Saya tidak boleh menganggap takdir sebagai kesemenaan. Saya selalu percaya Allah punya rencana tersembunyi atas setiap makhluk.  Allah memiliki rancangan atas hidup seseorang tanpa harus menunggu orang itu menyetujui atau tidak.

Saat saya terantuk kegagalan, yang saya lakukan adalah memutar ulang pemikiran saya, menelusuri kembali cara pandang saya terhadap hidup, dan memutuskan untuk memulai kembali sebuah impian.

Hidup bukanlah kegagalan sepanjang kita berusaha.

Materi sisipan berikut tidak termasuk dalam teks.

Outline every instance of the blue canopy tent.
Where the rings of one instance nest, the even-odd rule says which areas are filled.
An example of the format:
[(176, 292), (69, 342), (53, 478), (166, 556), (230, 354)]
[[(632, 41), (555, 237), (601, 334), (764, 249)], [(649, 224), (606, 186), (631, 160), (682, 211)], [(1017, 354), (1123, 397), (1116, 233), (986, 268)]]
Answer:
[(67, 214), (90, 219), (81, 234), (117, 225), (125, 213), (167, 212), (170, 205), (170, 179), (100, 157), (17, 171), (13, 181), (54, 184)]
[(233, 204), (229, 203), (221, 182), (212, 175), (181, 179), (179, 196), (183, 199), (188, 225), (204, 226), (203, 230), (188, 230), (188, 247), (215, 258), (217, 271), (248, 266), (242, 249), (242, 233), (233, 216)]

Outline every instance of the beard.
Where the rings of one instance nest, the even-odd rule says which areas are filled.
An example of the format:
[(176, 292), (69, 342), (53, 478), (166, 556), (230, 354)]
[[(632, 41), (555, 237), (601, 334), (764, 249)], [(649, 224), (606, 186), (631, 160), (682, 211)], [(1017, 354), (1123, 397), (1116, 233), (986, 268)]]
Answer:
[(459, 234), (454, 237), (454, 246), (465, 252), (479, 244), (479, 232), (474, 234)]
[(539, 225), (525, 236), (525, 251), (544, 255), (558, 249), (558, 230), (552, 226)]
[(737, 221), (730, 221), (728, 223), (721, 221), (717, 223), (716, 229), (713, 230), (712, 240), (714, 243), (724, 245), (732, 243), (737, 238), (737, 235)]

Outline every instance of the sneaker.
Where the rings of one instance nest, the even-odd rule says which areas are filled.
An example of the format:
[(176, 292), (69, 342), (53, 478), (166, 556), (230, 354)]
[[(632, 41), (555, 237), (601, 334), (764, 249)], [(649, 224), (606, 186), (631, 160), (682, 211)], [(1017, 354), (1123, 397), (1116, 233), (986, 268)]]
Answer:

Begitulah dengan kegagalan-kegagalan yang kita alami. Kegagalan itu bukanlah sesuatu yang 'tidak berguna,' sebab kegagalan itulah yang menempa kita, memberi pembelajaran kepada kita tentang kematangan, konsep persaingan... atau barangkali Allah tengah menarbiah kita untuk meyakini bahwa Dia-lah penentu segala urusan.

Kegagalan membuat kita semakin mengimani takdir.

Belajar berdamai dengan takdir, menerima kegagalan yang 'dikaruniakan' Allah kepada kita adalah seperti kita menekuni jenjang-jenjang SD, SMP, dan seterusnya. Kita tidak memerlukan ijazahnya, tetapi kita menjalani prosesnya. Yang kita perlukan dalam hidup bukanlah 'ijazah' kesuksesan, tetapi 'proses' dan 'menjadi.'

Konon, seorang penulis terkenal, saat menulis cerpen, dia selalu membuat lebih dari lima alenea pembuka. Dari kelima alenea pembuka itu, ia memilih satu yang paling baik. Lantas, sisanya dibuang begitu saja. Di-delete dari program di komputernya. Sekali lagi, apakah keempat alenea yang terhapus itu tidak berguna? Jika demikian, mengapa si penulis harus bersusah payah menulis empat alenea itu?
Silakan Anda menjawab sendiri.

Hidup bukanlah kekalahan sepanjang kita berusaha menjadi pahlawan. Kalimat itu adalah semacam penggembira, semacam kasidah terakhir yang sepatutnya kita dendangkan saat kita menemui kegagalan dalam hidup.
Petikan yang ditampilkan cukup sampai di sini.